The first thing that Obama must do is sack the Federal Reserve and print his own greenbacks.They need a Govt owned Reseve Bank like our RBA.The bailouts are just propping up a failed financial system.It must be left to rot and Obama must save the real economy by creating real jobs and developing national infrastructure.
We too must do the same.

Pingback from En Passant » All change at Obama station?
Time November 21, 2008 at 2:25 pm

[...] En Passant » All change at Obama station?
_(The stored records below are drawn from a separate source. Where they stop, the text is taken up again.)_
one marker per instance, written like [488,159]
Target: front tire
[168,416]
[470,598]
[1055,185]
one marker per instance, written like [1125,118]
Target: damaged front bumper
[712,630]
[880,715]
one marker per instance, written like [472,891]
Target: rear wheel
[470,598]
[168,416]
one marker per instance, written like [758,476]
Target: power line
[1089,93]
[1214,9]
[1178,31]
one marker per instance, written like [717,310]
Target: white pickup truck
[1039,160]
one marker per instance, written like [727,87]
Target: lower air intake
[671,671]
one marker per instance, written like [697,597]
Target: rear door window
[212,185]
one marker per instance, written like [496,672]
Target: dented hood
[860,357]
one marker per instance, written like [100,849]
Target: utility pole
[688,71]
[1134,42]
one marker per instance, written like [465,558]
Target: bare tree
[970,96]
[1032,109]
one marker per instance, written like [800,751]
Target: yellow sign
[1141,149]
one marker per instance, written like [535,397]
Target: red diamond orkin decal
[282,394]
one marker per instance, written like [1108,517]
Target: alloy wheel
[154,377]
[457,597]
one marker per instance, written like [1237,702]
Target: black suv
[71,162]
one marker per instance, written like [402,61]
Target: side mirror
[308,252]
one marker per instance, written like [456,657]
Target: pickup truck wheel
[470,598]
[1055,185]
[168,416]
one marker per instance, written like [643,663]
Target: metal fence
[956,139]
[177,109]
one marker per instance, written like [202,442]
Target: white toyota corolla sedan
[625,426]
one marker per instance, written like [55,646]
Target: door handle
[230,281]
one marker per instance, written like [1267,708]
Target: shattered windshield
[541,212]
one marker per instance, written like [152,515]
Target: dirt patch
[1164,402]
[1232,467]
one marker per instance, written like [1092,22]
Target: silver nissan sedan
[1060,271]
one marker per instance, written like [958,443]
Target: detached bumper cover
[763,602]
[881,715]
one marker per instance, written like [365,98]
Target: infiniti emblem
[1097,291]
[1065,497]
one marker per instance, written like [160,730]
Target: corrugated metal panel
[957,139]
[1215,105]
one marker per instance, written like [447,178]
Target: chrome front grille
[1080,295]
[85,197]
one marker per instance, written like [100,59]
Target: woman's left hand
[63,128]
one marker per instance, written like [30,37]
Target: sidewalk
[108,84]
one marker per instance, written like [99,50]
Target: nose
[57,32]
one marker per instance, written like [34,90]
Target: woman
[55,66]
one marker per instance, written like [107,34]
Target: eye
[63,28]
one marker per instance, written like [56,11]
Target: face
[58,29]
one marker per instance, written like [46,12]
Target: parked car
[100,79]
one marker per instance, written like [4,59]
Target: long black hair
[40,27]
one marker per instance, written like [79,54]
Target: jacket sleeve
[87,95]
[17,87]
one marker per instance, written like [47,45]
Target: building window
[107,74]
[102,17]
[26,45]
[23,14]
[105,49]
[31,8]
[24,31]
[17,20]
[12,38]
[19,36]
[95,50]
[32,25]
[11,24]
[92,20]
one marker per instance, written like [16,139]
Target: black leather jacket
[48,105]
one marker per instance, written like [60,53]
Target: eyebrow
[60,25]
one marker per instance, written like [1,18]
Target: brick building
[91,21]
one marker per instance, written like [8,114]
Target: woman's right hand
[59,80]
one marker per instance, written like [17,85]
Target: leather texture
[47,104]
Even if the economy were not about to go into deep recession Obama’s Democrat Party links and logic would tie him to change at the margins. The economic crisis is likely to wash away any chance of substantial change that benefits … [...]

Comment from Arjay
Time November 21, 2008 at 9:20 pm

The international banking cartell will not relinquish their power easily.They have wrought this destruction via the debt trap.There is no way that they those at the top of this pyramid debt scam,did not know of this present unfolding outcome.It is the Rothschilds,Morgans,Rockefellers,etc who are the real power brokers who set the trap.They can now internationally buy up real assets at bargain basement prices.
This will be the greatest redistribution of wealth to the few,since the Great Depression of the 1930′s.
With the aid of internet,we this time,can stop it.

Comment from parann70
Time November 27, 2008 at 10:43 am

It seems to me that the cause of most world problems are caused by greed. How can Obama ,or any one else , change this?

Comment from Stuart
Time December 12, 2008 at 10:51 am

Another hand went up in the campaign, a blonde bombshell says she is ready to lead and Paris Hilton is growing and developing, and MAY have a good handle on the probloems of America.